Chocolate Bombe…£8.50 : 4.5/5 – the desert brought about divided opinion. For the sweet-tooths among us, this dish is a winner. If you consider yourself sweet enough already, pull up a spoon and dig into someone else’s portion for a quick sweet fix.
While the Ivy Brasserie menu features the same dishes as all of its sister cities, there’s also all-day dining from breakfast through to dinner, with breakfast options including a variety of eggs dishes, such as ‘Eggs Royale’, with smoked salmon, two poached hen’s eggs and toasted English muffins, served with hollandaise sauce and watercress, and ‘Eggs, Avocado and Sesame’, with chopped avocado served alongside roast plum tomatoes, poached hen’s eggs on toasted granary with sesame dressing.
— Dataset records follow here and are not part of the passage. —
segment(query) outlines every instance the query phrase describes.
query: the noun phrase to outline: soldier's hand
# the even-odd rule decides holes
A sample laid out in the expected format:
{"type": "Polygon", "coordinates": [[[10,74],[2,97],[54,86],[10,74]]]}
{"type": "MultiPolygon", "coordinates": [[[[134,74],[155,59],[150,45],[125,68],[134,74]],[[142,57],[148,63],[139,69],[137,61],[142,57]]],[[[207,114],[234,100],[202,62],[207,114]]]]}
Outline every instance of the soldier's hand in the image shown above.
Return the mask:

There are also light options, such as ‘Caramelised Ruby Grapefruit’ and ‘Kippers’, served whole with parsley butter.
Upstairs awaits the Ivy Asia, a glistening bar and restaurant, serving Asian-inspired cocktails alongside dishes such as ‘Wagyu Beef with Truffle Sauce’ and ‘Salmon Fillet Teriyaki’. With a mesmerising floor of glowing emerald green semi-precious stone, the golden mirror bar shimmers and contrasts against the soft, luxurious Asian fabrics which are scattered about the furnishings. Meanwhile, on the very top floor of The Ivy Spinningfields, the Ivy Roof Garden features a fully retractable enclosure and an abundance of foliage, fabrics and fire-pits.
Exploring The Ivy Spinningfields was an expedition of colour and captivation; every floor was alive with vibrance, boasting level after level of beauty and splendour. Well-known by now for its eclecticism and ‘be here to be seen’ status, people have been flocking to The Ivy on West Street (London) for decades. Celebrating its 100th anniversary in 2017, The Ivy prides itself on its suitability for any occasion.
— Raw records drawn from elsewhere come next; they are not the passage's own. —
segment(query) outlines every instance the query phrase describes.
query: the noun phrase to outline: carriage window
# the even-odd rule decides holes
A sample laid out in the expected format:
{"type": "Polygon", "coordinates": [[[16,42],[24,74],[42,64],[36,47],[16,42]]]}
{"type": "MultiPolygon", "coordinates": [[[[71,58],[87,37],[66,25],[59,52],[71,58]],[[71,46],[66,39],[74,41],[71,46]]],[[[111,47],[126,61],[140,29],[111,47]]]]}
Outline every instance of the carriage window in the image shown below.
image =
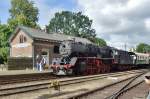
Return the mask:
{"type": "Polygon", "coordinates": [[[59,46],[54,46],[54,53],[59,54],[59,46]]]}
So Manchester, are we faced with style over substance? Not in our opinion. If we were to be brutally fair, we’re talking about a reasonably priced and pleasant menu – with a slightly boosted price point to account for all of those special Ivy embellishments which add to your dining experience.
Are we worried about The Ivy Spinningfields? Not in the slightest. Would we visit again? We’re already booked.